Resultado, neste momento ouvi o Ten Cambeses dizer: -” Novinho!!! virou pane real se vira para pousar”... Clareei a área fazendo curvas para os lados, avistei o aeródromo de Jacarepaguá. Senti que dava para se aproximar do aeródromo e usar o velho 4,3,2,1, ou pelo menos 2,1 e enquadrar a pista.

Não obstante a larga experiência de IN, notei que a situação causava certa apreensão, principalmente, pilotar com aquele bigode na frente e sem condições de reverter a situação, restavam duas possibilidades: alcançar a pista e tentar o pouso ou saltar de PQD. Qual delas escolher?

Optei prosseguir para o pouso e acho que nunca caprichei tanto como naquele voo. Acabei entrando um pouco mais veloz do que o normal, mas com a hélice parada o avião flutuou bastante, mas consegui tocar no primeiro terço da pista. Como nunca tinha pousado no asfalto, a reação era frear as rodas como na grama. Acontece que a reação da aeronave no piso pavimentado era bem mais arisca e foi um sufoco manter a reta, mas consegui parar já próximo da cabeceira oposta. Lembro-me do desabafo do Ten Cambeses: - QUE CAGADA HEIN, NOVINHO !!!

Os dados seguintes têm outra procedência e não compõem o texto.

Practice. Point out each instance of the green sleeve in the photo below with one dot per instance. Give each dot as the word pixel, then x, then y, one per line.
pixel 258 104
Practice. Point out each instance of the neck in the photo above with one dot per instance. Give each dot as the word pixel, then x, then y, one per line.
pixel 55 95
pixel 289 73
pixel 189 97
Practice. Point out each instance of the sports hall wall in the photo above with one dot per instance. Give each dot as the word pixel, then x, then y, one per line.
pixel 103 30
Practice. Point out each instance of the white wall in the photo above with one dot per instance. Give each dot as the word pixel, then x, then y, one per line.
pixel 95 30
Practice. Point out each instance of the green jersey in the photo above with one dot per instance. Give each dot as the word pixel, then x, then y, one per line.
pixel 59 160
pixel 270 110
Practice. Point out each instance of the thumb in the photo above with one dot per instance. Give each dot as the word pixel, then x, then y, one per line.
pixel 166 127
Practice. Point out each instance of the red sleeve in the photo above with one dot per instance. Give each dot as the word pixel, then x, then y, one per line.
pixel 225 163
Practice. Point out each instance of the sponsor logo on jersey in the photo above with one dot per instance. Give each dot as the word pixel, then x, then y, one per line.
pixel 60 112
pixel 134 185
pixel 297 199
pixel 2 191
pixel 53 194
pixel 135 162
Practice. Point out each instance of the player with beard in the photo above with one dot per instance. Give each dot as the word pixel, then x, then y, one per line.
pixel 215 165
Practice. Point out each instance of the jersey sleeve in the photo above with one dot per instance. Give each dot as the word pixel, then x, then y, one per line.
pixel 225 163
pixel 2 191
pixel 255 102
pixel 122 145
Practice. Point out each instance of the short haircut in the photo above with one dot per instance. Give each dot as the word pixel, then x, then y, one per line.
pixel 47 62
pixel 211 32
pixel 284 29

Em seguida, o Ten Cambeses se desamarrou, saltou do Fokker e foi até a lateral da pista conseguir um graveto em forma de forquilha para pescar a chave dos magnetos que estava repousando na entelagem da fuselagem...

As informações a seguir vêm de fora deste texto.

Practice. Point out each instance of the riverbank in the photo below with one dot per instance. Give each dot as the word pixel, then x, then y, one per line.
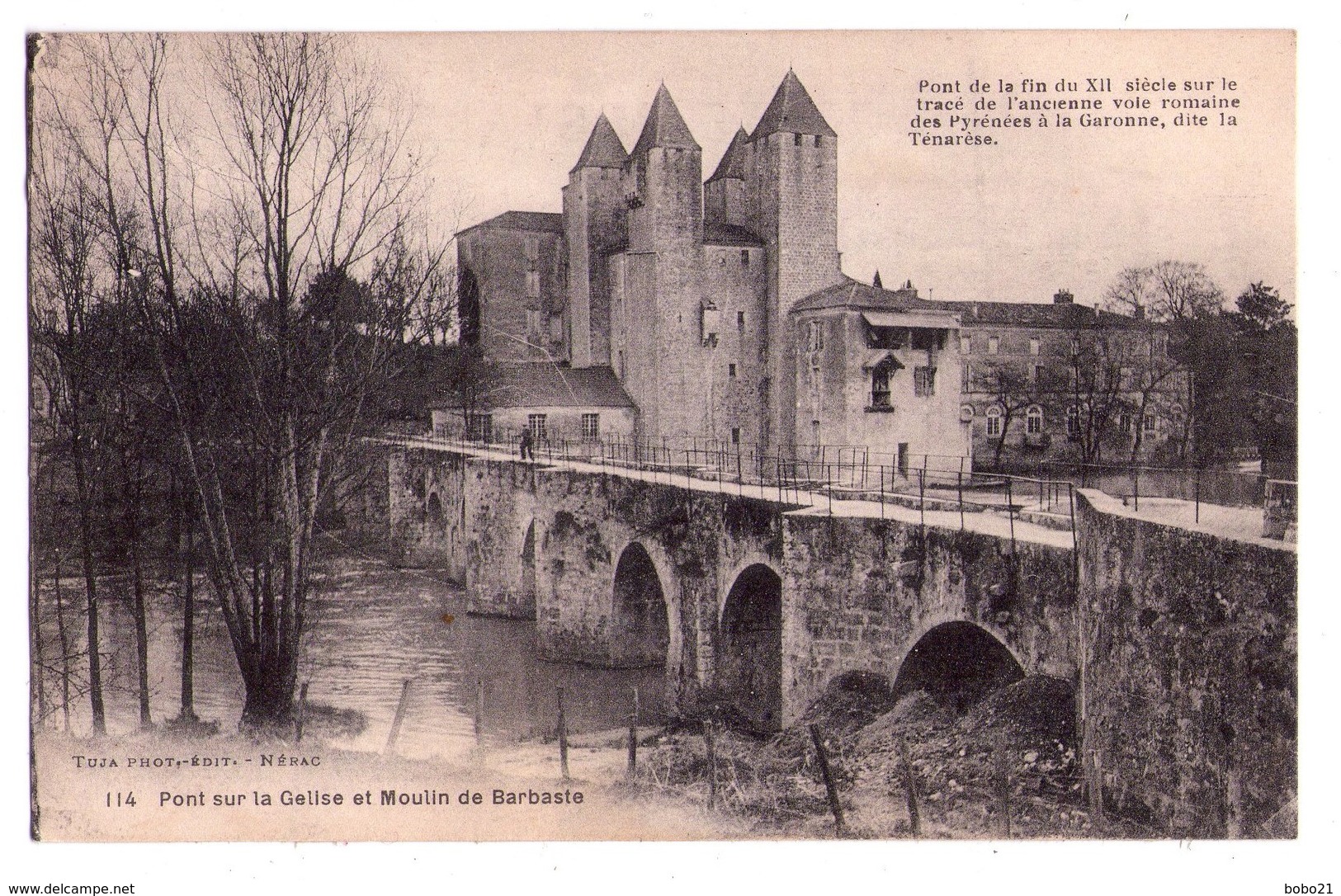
pixel 153 786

Capturada a chave de ignição, foi só torcer para a bateria girar o motor de arranque e decolar. Partida realizada, retomamos a cabeceira da pista e decolamos felizes para os Afonsos. Após o pouso nos Afonsos e passado o sufoco notei que o Ten Cambeses estava satisfeito com o meu desempenho. Após o “debriefing”, a melhor notícia: - Tinha passado no xeque, principalmente, por ter conseguido pousar na pista de asfalto, sem intervenção do IN com o motor parado...

Aí foi só correr para o abraço dos Companheiros!!!